There’s no arguing that in Gamer John Tillman aka Kable (Gerard Butler) is treated as persona before person. Even his central antagonist, Castle (Michael C. Hall) stops to admire this pure avatar of rippling masculinity at one point, enthusing “you’re so awesome”, making fanboy eyes after Kable dispatches a squad of thugs at the movie’s climax. The effusive praise and unabashed attraction, male and female, directed toward Kable by the outside world makes it clear that this admiration goes beyond a cult of celebrity into pure objectification. He’s not a somebody; he’s Solid Snake.


...You know, the guy that you subjected to multiple harrowing sessions of electroshock torture because you wanted the good ending?


There is no way for a player to disavow their agency in a situation such as the above scenario featured in Hideo Kojima’s original Metal Gear Solid (1998). Revolver Ocelot, acting as Snake’s torturer, makes it abundantly clear that you can make the hurting stop at any time, but he doesn’t recommend it. Then Ocelot goes on to tell you which button to press to charge Snake’s health back between shocks, just so he can last longer. Is this helping Snake survive his experience, or is it placing the player in a situation to aid and abet a totally cruel act?


In short, why is Ocelot helping you, unless you’re actually helping Ocelot?


Sure, having Snake withstand the torture means saving Meryl, but that’s a rather abstracted reward, one which only manages to objectify all parties involved.

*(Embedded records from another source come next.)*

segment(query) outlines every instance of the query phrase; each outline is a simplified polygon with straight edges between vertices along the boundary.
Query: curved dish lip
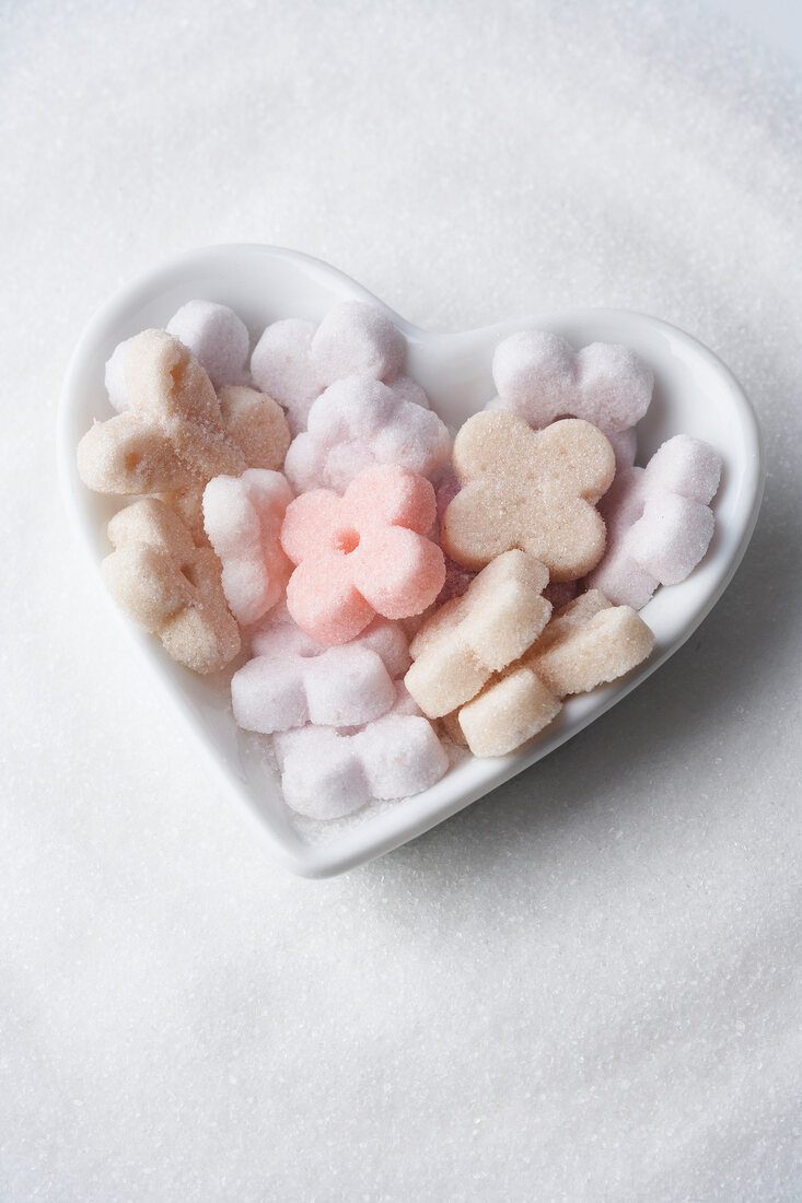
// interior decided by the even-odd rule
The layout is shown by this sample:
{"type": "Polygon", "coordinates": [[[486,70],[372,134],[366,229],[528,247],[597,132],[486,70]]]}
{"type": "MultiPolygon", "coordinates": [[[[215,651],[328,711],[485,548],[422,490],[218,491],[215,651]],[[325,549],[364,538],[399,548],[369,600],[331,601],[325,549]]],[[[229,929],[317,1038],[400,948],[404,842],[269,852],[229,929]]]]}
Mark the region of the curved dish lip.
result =
{"type": "MultiPolygon", "coordinates": [[[[297,834],[293,834],[291,837],[282,840],[277,832],[273,831],[259,814],[256,814],[254,802],[248,798],[247,789],[243,788],[244,782],[235,778],[235,775],[224,764],[222,755],[216,753],[216,749],[210,745],[208,740],[204,737],[202,728],[197,721],[196,707],[193,707],[193,704],[187,697],[181,694],[176,688],[171,687],[169,677],[170,668],[169,665],[165,665],[166,657],[160,646],[155,640],[151,640],[148,636],[141,635],[141,633],[138,633],[136,628],[132,627],[132,624],[125,618],[122,611],[118,610],[112,599],[108,598],[106,591],[102,589],[102,593],[107,597],[108,605],[112,606],[114,614],[118,616],[120,626],[128,632],[129,638],[132,638],[136,642],[138,642],[140,650],[145,653],[146,663],[149,664],[151,671],[158,676],[163,692],[170,699],[173,713],[179,717],[184,730],[191,736],[196,746],[202,749],[202,753],[206,757],[210,768],[212,768],[224,793],[229,796],[235,796],[240,804],[244,802],[244,806],[241,806],[241,808],[249,814],[254,828],[259,831],[260,837],[266,840],[275,859],[277,859],[285,869],[301,876],[326,877],[334,873],[343,872],[365,860],[389,852],[393,848],[399,847],[401,843],[406,843],[408,840],[421,835],[424,831],[456,813],[472,801],[484,796],[491,789],[495,789],[512,776],[515,776],[518,772],[521,772],[524,769],[542,759],[542,757],[547,755],[549,752],[560,747],[596,717],[605,713],[605,711],[613,706],[617,701],[626,697],[626,694],[645,680],[647,676],[656,671],[656,669],[659,669],[660,665],[665,663],[665,660],[673,654],[673,652],[676,652],[688,638],[690,638],[692,632],[707,617],[726,589],[743,558],[757,521],[757,514],[760,511],[765,481],[763,445],[760,426],[754,409],[744,390],[730,369],[718,358],[718,356],[714,355],[713,351],[697,339],[692,338],[692,336],[688,334],[679,327],[671,325],[670,322],[662,321],[661,319],[651,318],[650,315],[641,314],[635,310],[586,308],[566,309],[550,314],[535,314],[525,318],[511,318],[502,322],[478,327],[471,331],[454,333],[427,331],[407,321],[402,315],[397,314],[381,298],[376,297],[372,292],[358,282],[353,280],[344,272],[341,272],[340,269],[331,267],[329,263],[325,263],[323,260],[314,259],[302,251],[271,247],[261,243],[222,243],[211,247],[201,247],[194,250],[182,251],[181,254],[173,255],[170,259],[159,262],[148,271],[142,272],[130,283],[124,284],[120,289],[118,289],[98,308],[84,326],[67,366],[58,409],[59,478],[61,492],[70,511],[73,529],[79,538],[79,543],[83,546],[89,562],[98,573],[98,576],[100,576],[101,557],[99,545],[102,540],[102,531],[98,529],[96,517],[94,517],[90,512],[92,498],[95,498],[96,500],[96,494],[92,494],[90,491],[87,490],[81,482],[76,469],[75,457],[77,445],[76,410],[78,407],[76,398],[79,390],[79,377],[85,371],[87,360],[94,356],[98,346],[101,345],[104,340],[106,343],[108,342],[110,331],[118,331],[120,326],[125,325],[128,315],[135,313],[142,307],[146,307],[153,297],[169,291],[170,285],[175,288],[176,278],[179,277],[184,269],[202,265],[205,269],[213,272],[216,263],[222,265],[225,262],[229,267],[231,267],[232,265],[236,266],[238,260],[242,262],[237,269],[241,269],[247,266],[248,260],[254,255],[266,257],[271,261],[271,263],[289,265],[293,271],[299,272],[299,279],[306,278],[312,285],[314,285],[314,288],[320,288],[324,292],[330,294],[331,302],[348,297],[366,301],[382,309],[407,337],[411,352],[409,357],[412,360],[411,372],[413,375],[417,374],[415,360],[421,355],[425,355],[426,350],[431,349],[437,350],[440,348],[448,348],[454,352],[459,352],[460,348],[483,346],[488,352],[490,352],[491,348],[501,337],[517,330],[547,328],[565,332],[566,330],[570,331],[572,327],[585,326],[602,326],[615,330],[627,322],[630,325],[639,324],[639,326],[644,330],[648,327],[655,334],[660,334],[668,340],[674,340],[676,344],[684,348],[686,352],[692,352],[696,360],[698,360],[701,365],[706,365],[707,369],[714,373],[715,378],[718,378],[718,380],[726,386],[730,395],[730,402],[735,407],[733,414],[737,417],[737,427],[743,437],[745,448],[743,460],[739,462],[741,479],[738,497],[736,499],[738,538],[730,547],[729,555],[724,558],[720,565],[717,561],[717,570],[713,574],[712,586],[707,588],[706,592],[700,594],[701,600],[690,608],[689,621],[685,622],[682,632],[674,635],[668,646],[660,647],[660,644],[657,644],[655,653],[647,662],[643,669],[636,670],[635,674],[631,674],[630,677],[623,682],[613,683],[613,686],[607,686],[601,691],[596,691],[595,695],[591,695],[590,704],[586,704],[586,698],[572,699],[570,706],[576,707],[578,717],[573,721],[568,721],[567,723],[562,723],[560,729],[554,731],[548,740],[538,740],[537,743],[527,751],[513,753],[511,757],[505,757],[500,760],[470,761],[474,768],[477,765],[482,766],[482,771],[477,770],[473,774],[477,780],[472,787],[462,789],[456,794],[452,790],[450,798],[442,796],[436,804],[427,802],[430,795],[434,795],[435,793],[437,793],[438,796],[443,793],[448,794],[448,790],[438,790],[438,787],[436,786],[432,790],[427,790],[425,794],[395,804],[394,807],[389,811],[384,811],[383,814],[376,819],[366,818],[365,822],[353,829],[349,829],[340,837],[332,838],[330,842],[311,843],[302,840],[297,836],[297,834]],[[195,713],[193,717],[194,709],[195,713]],[[590,717],[583,717],[585,711],[592,711],[590,717]]],[[[184,300],[189,300],[189,296],[185,296],[184,300]]],[[[568,333],[566,337],[570,338],[571,334],[568,333]]],[[[119,337],[116,336],[116,339],[119,340],[119,337]]],[[[81,432],[83,429],[85,429],[85,423],[81,427],[81,432]]],[[[714,556],[713,559],[715,561],[717,557],[714,556]]],[[[708,568],[709,567],[710,565],[708,565],[708,568]]],[[[689,580],[691,580],[692,576],[694,574],[691,574],[689,580]]],[[[683,585],[686,583],[688,582],[683,582],[683,585]]],[[[682,588],[682,586],[674,586],[673,588],[682,588]]],[[[659,594],[660,593],[665,593],[665,589],[659,591],[659,594]]],[[[649,603],[650,608],[654,606],[655,600],[656,599],[649,603]]],[[[666,609],[665,605],[662,609],[666,609]]],[[[568,707],[566,707],[566,710],[567,709],[568,707]]],[[[452,774],[447,775],[443,781],[446,782],[450,777],[452,774]]]]}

Meryl is made into a prize for your success, and Snake is reduced to a means to an end. (Not that he isn’t ultimately in any case.) If it were truly an immersive moment, wouldn’t more players choose to simply break?


And kill Meryl?! No, the game’s logic kills Meryl. Ocelot and his goons kill Meryl. You, the player, are only Meryl’s murderer through a metalogical understanding of a conceit that depends on the relationship between certain actions that you perform and their thinly defined consequences. Ocelot kills Meryl as a result of a character choice. You put Snake through torture as a result of a player choice. The fact that so many go through with Snake’s torture says something potentially troubling about the barrier that we as players set up between our actions and what they represent.


There is a delightful twist at the end of Red vs Blue: Reconstruction (the sixth season in Rooster Teeth’s Halo-based machinima series) in which we learn that the Director of Project Freelancer will probably never see punishment for the gross mistreatment of the AI placed in his care. Because, as it turns out, torturer and victim are one and the same in this case. By using an AI based on his own mind (just as Cortana was based on Master Chief’s mentor, Dr. Halsey, in Halo‘s canon), the Director justifies his actions as self-reflexive. “There are no punishments for the terrors we inflict on ourselves”, he says, comfortably unconcerned that it isn’t him but his digital representation that has taken the brunt of his punishment.


What Gamer manages is not to construct some moralistic message about how digital violence equates to real violence in its symbolism, but rather it serves to highlight our enduring anxieties about our relationships with technology. Just like the telegraph seances and stories about televisions opening up portals to other dimensions in bygone media generations, fear of technological unknowns continue to inform our culture of rationalization and anthropomorphism in interactive media.


If anything, because of its potential for interactivity and immersion, this anxiety is heightened all the more. Part of the reason that the representation of violence continues to be contentious may in fact be because on a subconscious level we can never be totally sure that we aren’t just as bad as Ocelot, playing along to keep Snake’s screams going as long as possible.